Investigation of the neuroprotective effects of natural terpenes delivered to cells via a niosomal transport system in an experimental parkinson's disease model

Parkinson's disease (PD) is a neurodegenerative disorder characterized by the progressive loss of dopaminergic neurons in the substantia nigra pars compacta, with a prevalence reaching 2–3% in individuals over the age of 65, and for which no curative treatment is currently available. Existing therapeutic approaches are primarily aimed at symptomatic management and have limited effects on pathogenic mechanisms such as oxidative stress, mitochondrial dysfunction, and protein aggregation. Therefore, the development of neuroprotective agents and their effective delivery to target cells are of great importance. The aim of this thesis is to quantitatively evaluate the neuroprotective effects of naturally derived terpenes delivered to cells via niosomal carrier systems in an experimental in vitro model of Parkinson's disease. In this study, the SH-SY5Y cell line was differentiated into a dopaminergic phenotype, and a neurotoxicity model was established by the application of MPP⁺ at its IC₅₀ concentration. As a result of MPP⁺ treatment, cell viability decreased from 100% in the control group to 42.6 ± 3.8% (p < 0.001). While the application of natural terpenes in their free form increased cell viability to 61.4 ± 4.2%, the application of the same terpenes following niosomal encapsulation elevated viability to 78.9 ± 3.1%. A statistically significant difference was observed between the niosomal terpene group and the MPP⁺ group (p < 0.001).

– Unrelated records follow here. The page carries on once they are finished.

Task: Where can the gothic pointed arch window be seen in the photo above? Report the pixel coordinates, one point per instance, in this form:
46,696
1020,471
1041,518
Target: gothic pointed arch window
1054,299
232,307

In terms of oxidative stress parameters, MPP⁺ treatment increased total oxidant status (TOS) to 18.6 ± 1.9 µmol H₂O₂ equivalent/L, whereas niosomal terpene treatment reduced this value to 9.2 ± 1.3 (p < 0.01). Similarly, total antioxidant capacity (TAC) was 0.82 ± 0.07 mmol Trolox equivalent/L in the MPP⁺ group and increased to 1.74 ± 0.11 in the niosomal terpene group (p < 0.001). In conclusion, it was demonstrated that natural terpenes delivered to cells via niosomal carrier systems exhibit increased intracellular bioavailability compared to their free forms, significantly reduce MPP⁺-induced neuronal cytotoxicity, and suppress oxidative stress parameters. These findings indicate that niosome-based natural compounds may offer a potential novel neuroprotective nano-therapeutic approach for Parkinson's disease.